Cannery Row is less of a novel than a series of vignettes about 1940s’ residents of the cannery district of Monterey, California. These down-on-their-luck characters include Mack and the boys, a group of loafers led by a schemer whose good intentions make up for his shiftiness; Dora, the generous proprietor of a house of ill repute, and her girls; the kind-hearted grocer Lee Chong; and the mentally deficient boy Frankie. The mismatched group has a tight community in the midst of the foul-smelling sardine canneries. The core of the community is a professional man, Doc, owner of the Western Biological Laboratory, a specimen-supply house. Benevolent and cultured, Doc is respected by all and a source of aid from medical advice to the loan of a few bucks. The loose plot of Cannery Row concerns the sincere but sometimes bungled efforts of the community to do something for Doc because he’s such a nice guy.
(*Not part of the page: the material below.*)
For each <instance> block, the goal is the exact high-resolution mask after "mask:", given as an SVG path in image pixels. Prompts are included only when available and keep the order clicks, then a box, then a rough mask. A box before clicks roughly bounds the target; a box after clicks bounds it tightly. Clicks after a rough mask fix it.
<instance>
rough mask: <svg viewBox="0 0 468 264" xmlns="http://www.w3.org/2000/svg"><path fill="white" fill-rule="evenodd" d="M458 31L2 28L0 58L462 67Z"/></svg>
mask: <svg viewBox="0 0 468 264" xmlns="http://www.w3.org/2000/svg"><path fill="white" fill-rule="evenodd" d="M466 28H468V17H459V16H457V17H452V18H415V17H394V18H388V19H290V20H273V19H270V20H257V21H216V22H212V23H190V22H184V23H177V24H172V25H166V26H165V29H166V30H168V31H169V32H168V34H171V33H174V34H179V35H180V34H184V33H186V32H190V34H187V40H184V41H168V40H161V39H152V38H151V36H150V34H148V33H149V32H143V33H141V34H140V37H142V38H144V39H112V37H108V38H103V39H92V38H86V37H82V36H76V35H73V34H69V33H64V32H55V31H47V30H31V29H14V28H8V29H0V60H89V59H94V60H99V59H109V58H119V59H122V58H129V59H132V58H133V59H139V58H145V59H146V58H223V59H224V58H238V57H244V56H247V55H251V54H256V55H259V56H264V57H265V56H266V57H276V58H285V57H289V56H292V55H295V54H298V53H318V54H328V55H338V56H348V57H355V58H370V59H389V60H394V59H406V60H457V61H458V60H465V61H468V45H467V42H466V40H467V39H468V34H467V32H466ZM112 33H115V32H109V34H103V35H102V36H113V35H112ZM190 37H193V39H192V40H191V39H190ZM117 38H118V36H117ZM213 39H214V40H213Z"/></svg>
The model for Doc was Steinbeck’s good friend Ed Ricketts, a marine biologist who owned Pacific Biological Laboratories. Ricketts mostly lived in his lab in the company of the specimens he collected and welcomed visitors to discuss philosophy, science, art, and whatever. “His mind had no horizon and his sympathy had no warp,” Steinbeck writes of the Ricketts stand-in in Cannery Row.
Like much of Steinbeck’s writing, Cannery Row is sentimental in tone. People the conventional world scorns as “no-goods, come-to-bad-ends, blots-on-the-town, thieves, rascals, bums” find human connection and display a kind of dignity in Cannery Row. As Doc notes, they “survive in this particular world better than other people.”